Par Christophe ABRIC , le 18 août 2001 à 16h29 , mis à jour le 18 août 2001 à 16h39

Cinq majors hollywoodiennes se sont associées pour la diffusion sur Internet de leurs films. Un système de téléchargement protégé censé prendre de vitesse les pirates et profiter du marché de la location vidéo.

Hollywood Web écran © INTERNE

Qu'on se le dise : sur Internet, les géants du cinéma Hollywoodien ne se feront pas berner comme les majors musicales. Cinq des sept majors hollywoodiennes se sont associées jeudi pour investir le Net en créant une joint-venture qui se chargera de distribuer leurs films sur le réseau.

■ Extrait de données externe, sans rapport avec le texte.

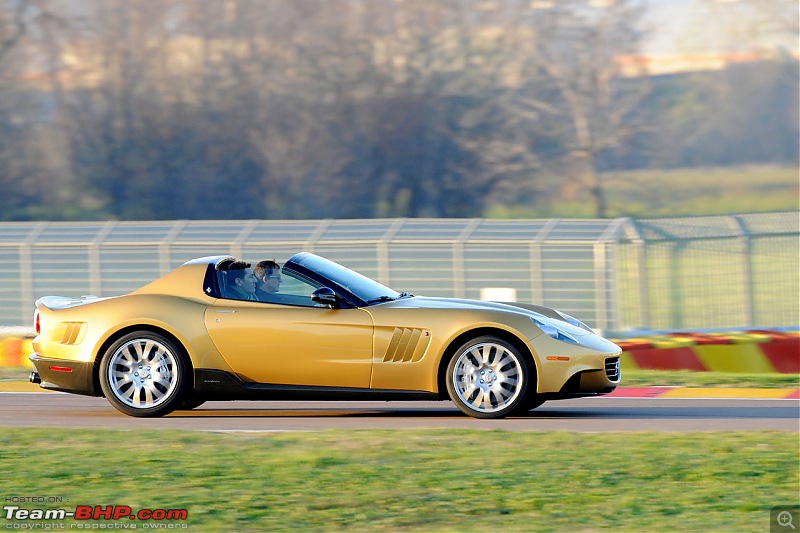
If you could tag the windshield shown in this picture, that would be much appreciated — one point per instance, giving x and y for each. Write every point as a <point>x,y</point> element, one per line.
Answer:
<point>362,287</point>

Sony, MGM, Warner, Universal et Paramount ont estimé que le marché du haut débit aux Etats-Unis (10 millions de foyers équipés, 35 millions d'utilisateurs) était assez important pour se lancer dans l'aventure. Il y avait, en outre, urgence : la diffusion de films pirates sur Internet est encore relativement modeste. Il fallait donc que les majors puissent offrir à leurs films une vitrine légale sur le réseau avant que le phénomène ne prenne l'ampleur d'un Napster. Dans le communiqué, le président de Warner Bros estime ainsi que "la nature humaine n'est pas prédisposée au piratage. En offrant activement une source de films pratique, abordable et de haute qualité, l'industrie cinématographique rencontre les besoins du public tout en protégeant avec succès notre propriété intellectuelle".

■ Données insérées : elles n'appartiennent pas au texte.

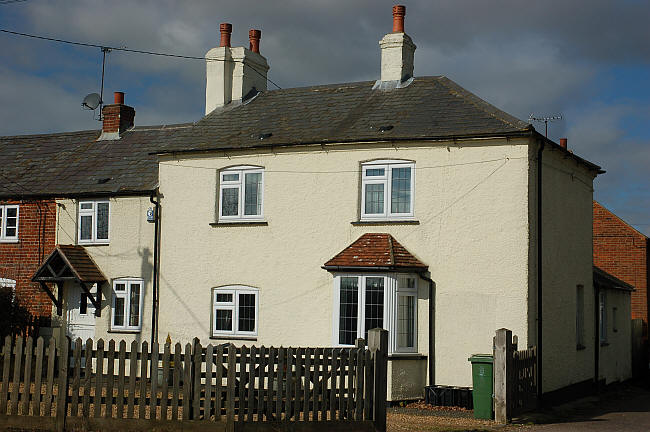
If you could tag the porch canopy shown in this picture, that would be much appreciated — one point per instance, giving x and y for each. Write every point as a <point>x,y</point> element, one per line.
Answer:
<point>70,263</point>
<point>376,252</point>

Téléchargement pour trente jours

Ce service, connu pour l'instant sous le nom de MovieFly, devrait être lancé au début 2002. On pourra y choisir ses films parmi le catalogue vidéo des cinq majors : après le téléchargement (préféré au streaming pour des raisons de stabilité), l'utilisateur aura trente jours pour le regarder, sachant que le fichier se détruira 24 heures après le premier visionnage. Le prix de chaque location devrait être de 4$ (environ 30 francs).

Les majors sont optimistes : le marché de la location vidéo a prouvé qu'il y avait une demande pour des services de visionnage à domicile. Elles espèrent qu'à plus ou moins long terme, les utilisateurs préfèreront ne pas avoir à sortir de chez eux pour louer un film et ne pas avoir à payer d'indemnité en cas de retour tardif. Un analyste estime que les majors misent ainsi sur un marché qui "pourrait être énorme d'ici deux à trois ans", avec une perspective de 31 millions de foyers américains équipés en haut-débit en 2005.

Confort contre piraterie

Quant aux pirates, les majors estiment déjà avoir bien retenu les leçons du marasme dans lequel s'est retrouvée l'industrie musicale avec Napster et consorts. Elles ont mis au point, disent-elles, un système de protection. Mais surtout, elles misent sur la qualité des films (même en DivX, les films sur Internet sont d'une qualité médiocre) et sur la rapidité du téléchargement (20 à 40 minutes pour un film entier via le câble). L'union et l'entente dans l'intérêt de l'internaute, le confort pour minimiser la tentation pirate : quel que soit l'avenir de MovieFly, les majors hollywoodiennes auront au moins eu le mérite de ne pas répéter les monumentales erreurs de l'industrie musicale.